Disable Bind's response to version queries and zone xfer requests

[Ronald Procopio]

Barry Margolin wrote:
> 
> In article <37B8BDD6.5B8D938D at netscape.net>,
> Ronald Procopio  <RonaldMarkProcopio at netscape.net> wrote:
> >Under Bind 4 there is an option called SECURE_ZONE (yes I know there is
> >an underline - I belive that's right) that you can use in the BIND zone
> >file to limit transfer and queries of that specific zone.
> 
> SECURE_ZONE restricts *all* queries, not just zone transfers.  And it's
> gone in BIND 8 (the "allow-query" option in named.conf serves the same
> purpose).  If you want to restrict zone transfers in BIND 4.9.x you use
> "xfrnets" in named.boot.
> 
> BTW, why do you imply that there might be something wrong with the
> underscore?  The only place where underscores aren't allowed is in
> hostnames, and SECURE_ZONE isn't a hostname.  In fact, they probably put
> the underscore in the name precisely to avoid conflicting with a potential
> hostname.
> 
> --
> Barry Margolin, barmar at bbnplanet.com
> GTE Internetworking, Powered by BBN, Burlington, MA
> *** DON'T SEND TECHNICAL QUESTIONS DIRECTLY TO ME, post them to newsgroups.
> Please DON'T copy followups to me -- I'll assume it wasn't posted to the group.

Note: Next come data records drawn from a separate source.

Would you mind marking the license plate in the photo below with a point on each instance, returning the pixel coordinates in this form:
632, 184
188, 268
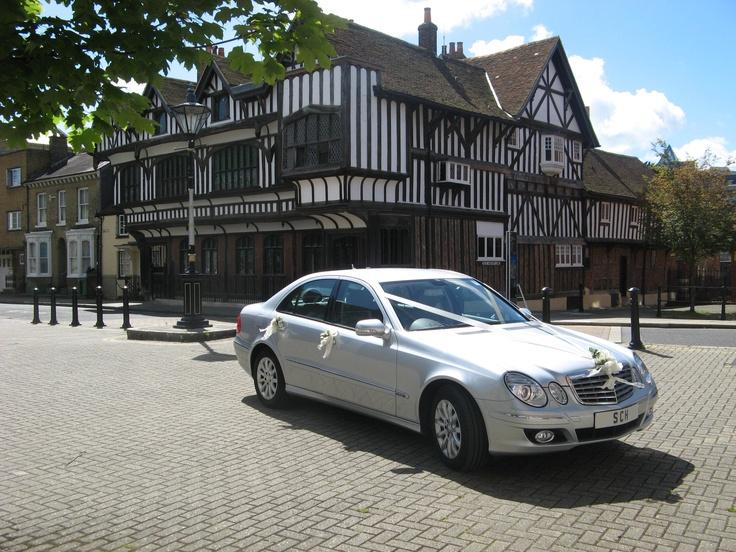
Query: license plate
612, 418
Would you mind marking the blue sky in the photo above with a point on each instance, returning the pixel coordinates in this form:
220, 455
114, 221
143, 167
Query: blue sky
648, 69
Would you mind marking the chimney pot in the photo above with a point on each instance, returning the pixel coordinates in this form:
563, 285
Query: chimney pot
428, 33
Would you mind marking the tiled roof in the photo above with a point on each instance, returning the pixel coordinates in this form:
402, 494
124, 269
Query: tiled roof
413, 71
232, 77
613, 174
515, 72
174, 91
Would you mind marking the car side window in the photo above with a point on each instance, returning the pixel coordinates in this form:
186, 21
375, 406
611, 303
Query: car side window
310, 300
354, 302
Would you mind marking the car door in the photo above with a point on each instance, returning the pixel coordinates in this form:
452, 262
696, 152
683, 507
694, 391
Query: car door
304, 312
363, 367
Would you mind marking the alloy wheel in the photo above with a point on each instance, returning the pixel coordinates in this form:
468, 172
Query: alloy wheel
447, 429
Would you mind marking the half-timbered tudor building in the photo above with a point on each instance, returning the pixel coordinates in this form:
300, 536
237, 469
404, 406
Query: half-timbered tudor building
394, 156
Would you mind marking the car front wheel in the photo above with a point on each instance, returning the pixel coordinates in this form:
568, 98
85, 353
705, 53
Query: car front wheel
457, 429
269, 379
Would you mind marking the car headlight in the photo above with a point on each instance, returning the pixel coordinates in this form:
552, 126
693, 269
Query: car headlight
640, 372
557, 392
525, 389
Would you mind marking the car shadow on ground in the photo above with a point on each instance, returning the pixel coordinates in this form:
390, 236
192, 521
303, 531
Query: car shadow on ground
213, 356
604, 473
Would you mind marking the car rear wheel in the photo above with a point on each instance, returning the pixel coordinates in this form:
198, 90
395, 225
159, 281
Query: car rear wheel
269, 379
457, 429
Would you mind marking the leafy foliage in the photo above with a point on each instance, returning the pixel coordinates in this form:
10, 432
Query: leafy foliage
68, 71
692, 211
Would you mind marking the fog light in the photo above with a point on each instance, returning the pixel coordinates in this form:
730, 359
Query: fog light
544, 436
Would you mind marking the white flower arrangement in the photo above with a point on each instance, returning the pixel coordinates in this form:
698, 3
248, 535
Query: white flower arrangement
606, 365
276, 325
326, 340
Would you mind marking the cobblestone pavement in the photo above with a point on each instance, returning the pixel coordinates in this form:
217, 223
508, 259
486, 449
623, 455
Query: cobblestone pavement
107, 444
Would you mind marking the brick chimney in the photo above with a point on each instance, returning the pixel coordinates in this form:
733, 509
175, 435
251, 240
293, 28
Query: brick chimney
428, 33
58, 149
456, 51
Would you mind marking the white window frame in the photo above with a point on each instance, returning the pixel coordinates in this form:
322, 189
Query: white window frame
513, 140
577, 151
13, 177
556, 145
14, 220
34, 240
491, 236
634, 215
42, 221
82, 208
77, 263
122, 226
61, 207
568, 255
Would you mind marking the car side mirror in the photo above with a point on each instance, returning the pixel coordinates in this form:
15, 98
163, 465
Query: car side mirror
373, 328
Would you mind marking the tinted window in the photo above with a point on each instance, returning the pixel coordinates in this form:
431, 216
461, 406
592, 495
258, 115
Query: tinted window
354, 302
310, 300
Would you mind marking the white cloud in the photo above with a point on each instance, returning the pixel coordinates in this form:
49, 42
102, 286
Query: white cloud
540, 32
624, 121
487, 47
713, 148
401, 17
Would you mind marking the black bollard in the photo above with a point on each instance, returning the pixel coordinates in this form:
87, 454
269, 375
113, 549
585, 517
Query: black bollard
99, 323
723, 302
53, 321
635, 331
126, 309
36, 317
75, 308
581, 294
545, 304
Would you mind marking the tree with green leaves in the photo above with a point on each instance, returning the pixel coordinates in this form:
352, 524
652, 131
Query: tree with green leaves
691, 212
68, 69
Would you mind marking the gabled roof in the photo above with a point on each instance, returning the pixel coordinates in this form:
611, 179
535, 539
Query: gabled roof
614, 174
413, 71
172, 91
77, 164
514, 73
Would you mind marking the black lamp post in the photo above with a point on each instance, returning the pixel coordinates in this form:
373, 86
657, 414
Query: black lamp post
191, 117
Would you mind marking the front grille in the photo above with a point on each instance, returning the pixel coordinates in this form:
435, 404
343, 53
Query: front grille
589, 390
592, 434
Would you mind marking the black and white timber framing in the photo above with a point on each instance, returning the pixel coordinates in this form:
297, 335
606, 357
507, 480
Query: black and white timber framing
377, 167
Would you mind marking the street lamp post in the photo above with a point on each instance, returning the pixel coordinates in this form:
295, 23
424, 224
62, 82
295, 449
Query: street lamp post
191, 117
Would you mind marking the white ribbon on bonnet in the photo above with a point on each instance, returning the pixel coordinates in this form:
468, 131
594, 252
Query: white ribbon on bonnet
326, 340
606, 365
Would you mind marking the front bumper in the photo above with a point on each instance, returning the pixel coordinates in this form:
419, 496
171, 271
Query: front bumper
510, 424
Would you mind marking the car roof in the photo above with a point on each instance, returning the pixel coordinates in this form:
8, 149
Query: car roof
380, 275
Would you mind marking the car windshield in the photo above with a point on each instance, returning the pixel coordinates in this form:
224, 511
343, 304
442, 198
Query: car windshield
463, 297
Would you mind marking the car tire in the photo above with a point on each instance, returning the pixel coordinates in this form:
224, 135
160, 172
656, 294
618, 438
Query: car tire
269, 379
457, 429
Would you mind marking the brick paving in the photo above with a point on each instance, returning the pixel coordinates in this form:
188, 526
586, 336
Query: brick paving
107, 444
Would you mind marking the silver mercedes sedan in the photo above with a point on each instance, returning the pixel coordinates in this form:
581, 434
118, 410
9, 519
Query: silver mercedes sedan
441, 353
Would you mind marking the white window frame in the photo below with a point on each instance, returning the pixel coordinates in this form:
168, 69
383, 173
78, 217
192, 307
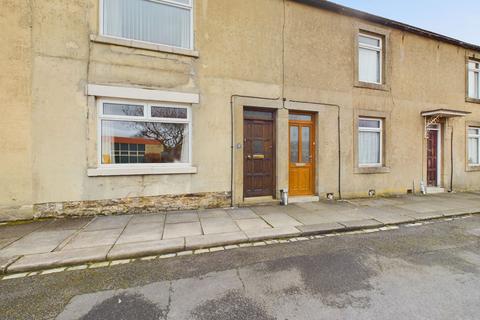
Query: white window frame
472, 135
378, 49
172, 3
476, 93
145, 118
368, 129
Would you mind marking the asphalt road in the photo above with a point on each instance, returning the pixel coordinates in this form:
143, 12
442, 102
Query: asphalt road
426, 272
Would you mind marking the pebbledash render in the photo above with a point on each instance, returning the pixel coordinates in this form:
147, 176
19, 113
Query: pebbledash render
126, 106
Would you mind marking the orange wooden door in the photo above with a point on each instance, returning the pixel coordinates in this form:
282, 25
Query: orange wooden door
301, 154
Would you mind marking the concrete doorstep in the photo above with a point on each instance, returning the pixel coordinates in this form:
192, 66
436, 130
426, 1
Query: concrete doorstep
72, 257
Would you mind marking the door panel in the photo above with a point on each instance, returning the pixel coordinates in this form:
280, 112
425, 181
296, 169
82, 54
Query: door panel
302, 151
432, 158
258, 156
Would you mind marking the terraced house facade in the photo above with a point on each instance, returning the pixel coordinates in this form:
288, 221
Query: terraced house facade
145, 105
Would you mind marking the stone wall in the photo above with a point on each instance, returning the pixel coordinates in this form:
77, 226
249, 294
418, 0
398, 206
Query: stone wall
133, 205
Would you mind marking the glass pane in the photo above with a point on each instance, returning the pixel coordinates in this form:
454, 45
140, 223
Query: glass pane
294, 144
365, 123
305, 144
148, 21
369, 65
165, 112
144, 142
473, 150
472, 84
257, 147
300, 117
116, 109
369, 148
369, 41
261, 115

Because the syntax is the same has any TXT records would be.

It isn't a master file directive like $ORIGIN as it doesn't start with
a  $.  Therfore is a leftvalue which is normally a "host".  I don't know
how it is set up in the code I've never looked - it may be treated as a
directive even though it uses a host syntax.  And I'd like to point out
that he was looking for a way to restrict QUERIES fro version.bind. 
whther this would work or BIND might say he's redefing the zone I don't
know.  I was giving the requestor a possibility using BIND4 that he
might be able to use.

(why would any transfer the version.bind chaos domain?)